Open the doors at TruSpin, and one’s eyes are immediately drawn to a machine spinning out a dense, wispy web onto an enormous spool suspended from above.
While this might look like a mad scientist’s method for making cotton candy, it’s actually the future of nanofiber manufacturing, and the nanofibers created have the potential for seismic impact in the scientific world.
Nanofibers have many possible applications, including tissue engineering, drug delivery, thermal insulation, lithium-ion batteries and air filtration, among others.
TruSpin is a University of Alabama at Birmingham start-up company that spun off technology patented by the UAB Bill L. Harbert Institute for Innovation and Entrepreneurship. Their alternating current electrospinning system enables the high-output production of long, aligned nanofibers. Other electrospinning systems cannot deliver the same product quality, which has inhibited the use of nanofibers in the many industries in which they could potentially deliver value.

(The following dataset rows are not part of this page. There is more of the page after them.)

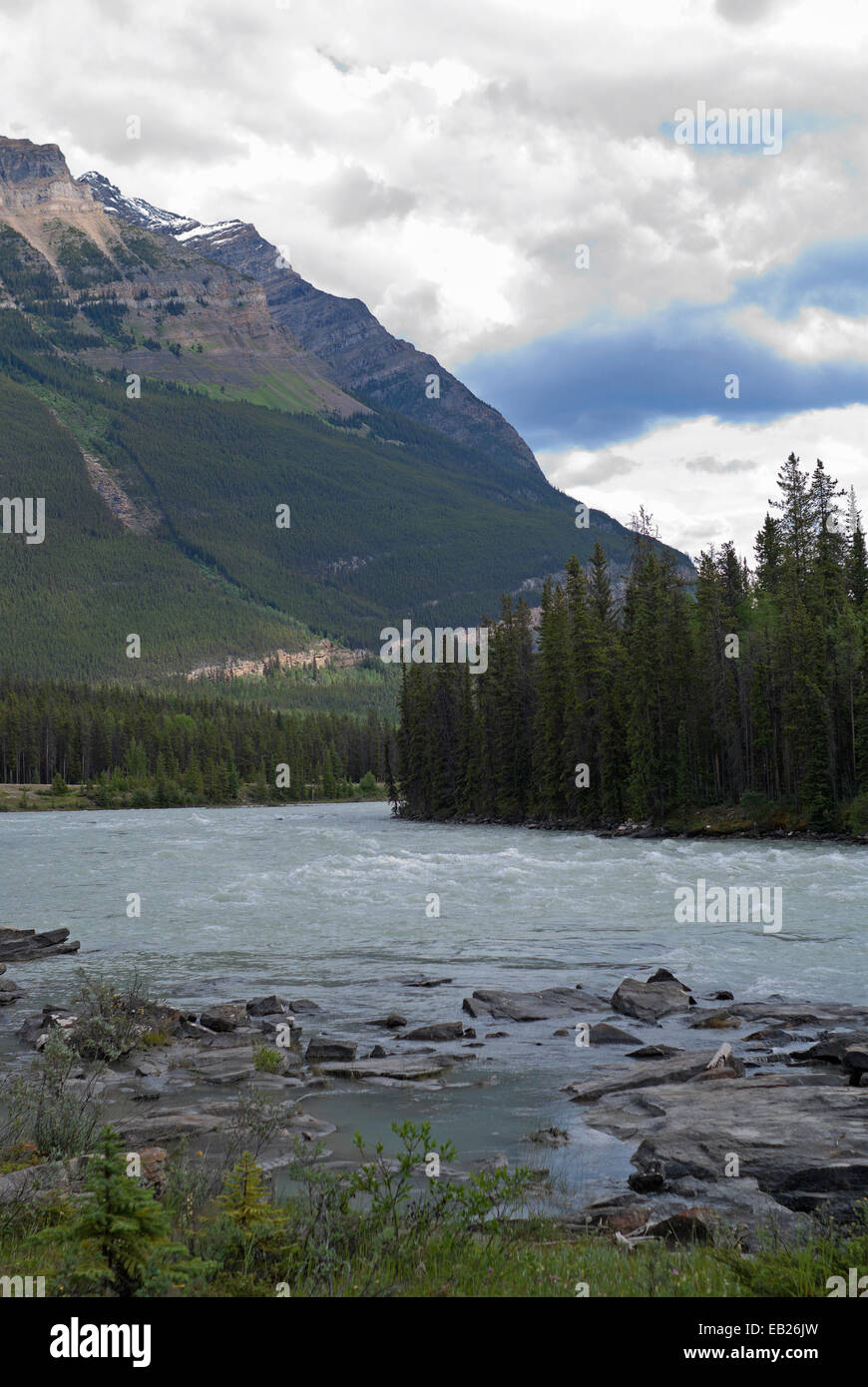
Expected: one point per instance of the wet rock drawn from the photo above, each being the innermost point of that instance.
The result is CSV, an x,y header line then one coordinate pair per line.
x,y
320,1049
531,1006
856,1063
615,1218
393,1021
265,1006
438,1031
660,996
831,1049
551,1137
675,1070
227,1016
25,945
772,1035
654,1052
154,1168
778,1125
790,1014
693,1225
648,1181
35,1028
10,992
717,1021
394,1067
605,1034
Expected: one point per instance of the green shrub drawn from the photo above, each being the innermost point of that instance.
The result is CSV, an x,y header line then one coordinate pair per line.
x,y
266,1060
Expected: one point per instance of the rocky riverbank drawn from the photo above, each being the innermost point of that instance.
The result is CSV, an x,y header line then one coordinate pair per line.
x,y
756,1119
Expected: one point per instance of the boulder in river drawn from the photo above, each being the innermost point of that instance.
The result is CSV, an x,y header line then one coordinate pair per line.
x,y
226,1016
320,1049
660,996
679,1068
548,1005
437,1031
10,992
856,1063
269,1006
25,945
607,1034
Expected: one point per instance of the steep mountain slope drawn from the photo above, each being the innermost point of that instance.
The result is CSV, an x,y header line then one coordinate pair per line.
x,y
365,358
161,308
161,495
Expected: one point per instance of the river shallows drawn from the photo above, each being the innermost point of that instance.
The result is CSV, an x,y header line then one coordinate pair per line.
x,y
329,902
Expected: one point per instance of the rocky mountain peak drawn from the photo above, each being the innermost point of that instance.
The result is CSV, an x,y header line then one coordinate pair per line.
x,y
134,210
36,174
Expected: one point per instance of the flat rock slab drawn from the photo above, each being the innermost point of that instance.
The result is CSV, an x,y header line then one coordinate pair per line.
x,y
419,980
531,1006
438,1031
224,1017
393,1067
25,945
801,1013
651,1000
320,1049
678,1068
795,1139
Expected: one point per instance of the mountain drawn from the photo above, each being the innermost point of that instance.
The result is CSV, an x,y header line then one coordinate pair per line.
x,y
152,397
341,331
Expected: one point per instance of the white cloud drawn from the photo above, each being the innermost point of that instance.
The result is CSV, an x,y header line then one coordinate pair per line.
x,y
707,482
513,132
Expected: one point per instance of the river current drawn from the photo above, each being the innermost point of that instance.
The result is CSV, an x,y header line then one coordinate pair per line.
x,y
336,903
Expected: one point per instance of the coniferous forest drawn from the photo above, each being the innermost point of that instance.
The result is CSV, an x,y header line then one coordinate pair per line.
x,y
143,749
745,686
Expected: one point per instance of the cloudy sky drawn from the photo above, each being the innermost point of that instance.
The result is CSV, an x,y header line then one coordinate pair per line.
x,y
447,163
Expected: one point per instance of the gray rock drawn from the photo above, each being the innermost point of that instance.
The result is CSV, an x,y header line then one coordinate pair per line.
x,y
803,1144
531,1006
856,1063
832,1049
25,945
394,1067
10,992
651,1000
437,1031
265,1006
320,1049
605,1034
227,1016
551,1137
675,1070
653,1052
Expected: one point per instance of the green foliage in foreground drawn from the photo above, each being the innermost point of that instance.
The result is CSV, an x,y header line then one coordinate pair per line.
x,y
381,1229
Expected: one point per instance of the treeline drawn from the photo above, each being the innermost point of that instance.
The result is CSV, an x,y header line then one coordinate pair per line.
x,y
743,687
170,749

TruSpin co-founders Robert Agnew and Anthony Brayer, Ph.D., envision their nanofibers as a foundational material in the creation of next-generation technologies – keeping firefighters safe with textiles that can withstand intense heat, re-growing lost tissue, extending the range of electric vehicles, and perhaps even enabling people to one day visit Mars.
While that last goal may sound lofty, Agnew details how TruSpin’s nanofibers could be part of future space missions – flexible thermal protection, advanced carbon fiber for cryogenic fluid tanks, and advanced catalysts for salvaging useful chemicals from waste.
“Going to the moon remains the pinnacle of human achievement,” Agnew said. “If TruSpin’s materials one day play any role, however small, in enabling people to live on Mars, my highest hopes for contributing to humanity will be fulfilled.”
Brayer, who has received three degrees in physics from UAB – a bachelor’s, master’s and Ph.D. – said he got inspiration for TruSpin’s electrospinning system while studying abroad at a technical university in central Europe. There he saw a rudimentary version of an alternating current electrospinning machine and knew he was looking at the foundation of a breakthrough.
“The first time the switch was thrown, I knew it was something special. I recognized how a similar machine could be built that would have the ability to make a material with limitless potential at unmatched output levels,” he said.
Brayer said that over the years, scientists have produced miniscule amounts of the types of fibers that TruSpin specializes in and have documented the massive potential of such fibers, but no one has been able to find a way to easily produce them – until now.
“The promise of nanofibers’ impact has always come with the caveat of ‘if only we could reliably make these materials in reasonable quantities,’” Brayer said. “This technology turns ‘if only’ into ‘finally!’”
Brayer co-invented the AC electrospinning method with his mentor, Andrei Stanishevsky, Ph.D.
TruSpin, which has already won awards, grant money, and investments from the EDPA’s Alabama Launchpad pitch competition, the National Science Foundation, and Techstars, plans to submit a proposal to the NSF for approximately $750,000 in Phase II funding later this year.
Agnew said TruSpin is working towards establishing a collaboration with another firm to develop a new type of carbon fiber and hopes to soon find a collaborator working with biological polymers. He said that he also foresees many potential uses in life sciences, such as tissue engineering and regrowth and wound dressings.
“By the end of this decade – and a lot sooner if we have anything to do with it, nanofibers are going to impact every human on earth,” Agnew said. “The nanofiber market is growing at a compounding rate of almost 40 percent year over year, and we hold the keys to the manufacturing system that unlocks their industrial-scale production.”